I’m sitting in a corner of the room, making the most of what little space left there is. The physical confinement translates my mental state. The walls close in on my brain, squeeze it into a pulp, and–
*hiccup* Perfect. Every time I hiccup I feel like I’m gonna die. It feels like my innards are seizing up. What if one day I hiccup too hard and the pressure is too much and my innards explode? #realtalk
I can’t escape. Nobody wants to go out. So I’m stuck inside. The TV is always on. Mom is always talking on the phone. One of the parents finally gets bored, complains about us always staying in, and then makes us go out to do whatever. Everyone’s like, okay. I’m like, finally. My bag is packed and ready to go. Everyone is still glued to their screens and haven’t moved an inch. There’s another hour of this useless call and response. We’re still inside.
Nobody knows the plan. I try to make some, but then someone always has something going on that they conveniently forgot to mention even though I explicitly ask what everyone has going on but they’re all too distracted by whatever they’re doing to pay my question any attention. I’m back at square one.

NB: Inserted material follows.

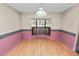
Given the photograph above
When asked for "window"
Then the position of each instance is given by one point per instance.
(40, 26)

I could just forget about them and do my own thing. But it’s always difficult to find my independence when on a family trip. I have no way to get anywhere except by walking, but there’s not much within walking distance. I need to get a job and learn how to drive or something.
For now, the mornings are my escape. I usually have three hours to myself, 6:00AM – 9:00AM. There are no distractions and all is calm, except for the symphony of snores, but I much prefer that over the cacophony of bickering and stupid TV show cartoons.
My days are tense, to say the least, but it’s nothing that a cup of bubble milk tea and a pair of earbuds can’t cure.
PS: 27. 25. 20. 19. 18. 17. 16. 14. 10. 07. 06. 05. 04. 02. 01.